Anyway, I met Sam Caldicott at the Speake. Could’ve knocked me over with a feather. We were classmates at Chicago Metaphysical before I went to Rochester. He was going to go in for dietetics or something.
“Hello, Sam!” I said.
“You too,” he growled, looking up. “Go to Dachau.” He was nasty-drunk, but he finally recognized me. I got him a wake-up and had a buttered rum myself. When the stuff worked on him, he apologized and asked me politely what I was doing with myself. I told him I was a soapie consolist; he gave me a funny look.
He had switched from dietetics to psychiatry pretty late and so had to
start learning almost from the beginning again. He’d been in practice only six years, but he said he was doing nicely.
“Well,” I said. “If I’m ever tempted to run out I’ll give you a ring and you can talk me out of it.”
“Are you so sure I would?”
I shuddered at the thought. “If you’re any kind of friend, you will; the hell with that Reserve stuff!”
“Ever been there?”
“No,” I told him, “and I never will. A bunch of howling barbarians that couldn’t stand the gaff, thought they were higher-strung than anybody else—sissies is what they are. They slip back culturally to the twentieth or fifteenth century and they think they’re rugged he-men!”
“It could be worse,” he said tolerantly. His eyes narrowed as he seemed to remember something: “I’m treating a woman now—pitiful case; hopeless, I fear. She’d be a hell of a lot better off if she’d been in the Utah Reserve for the past few years.”

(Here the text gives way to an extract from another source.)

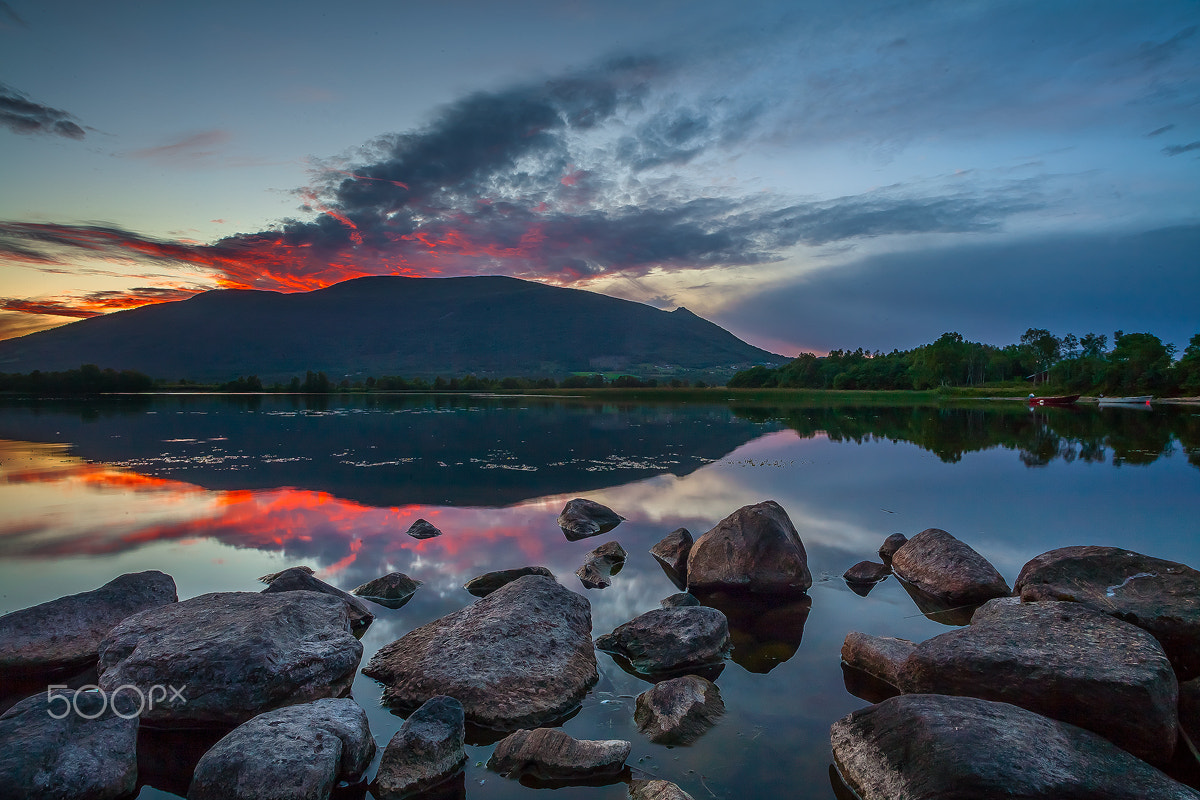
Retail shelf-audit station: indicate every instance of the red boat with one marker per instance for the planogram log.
(1061, 400)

I gave him some stuff from a talk I’d had with Mr. Administrator Etterson. He’d had it absolutely firsthand that they were practicing human sacrifice in the Reserve. Caldicott just laughed; he simply didn’t believe it. I asked him what he meant by that crack about the woman who should have run out. He said he’d show me. I had to get home to my wife, but he got me mad enough to forget about it for the time being. We took a flit to Bronnix, the Morrisania Hospital where he was Resident Psychiatrist.
He warned me outside the patient’s room that I’d better keep my mouth shut the least little thing could send her off into one of her spasms. We went in.
The woman was knitting, her eye on a soapie screen. She turned to us—not bad looking—and said to Caldicott: “Darling—you’re . . . back!” Just like that. Then she registered alarm, apprehension and curiosity and said, batting her eyes at me: “But—won’t you . . . introduce me?”
It was hard to keep from looking around for the mike and the console. I’ve played and seen that situation a thousand times and now I was meeting it in real life!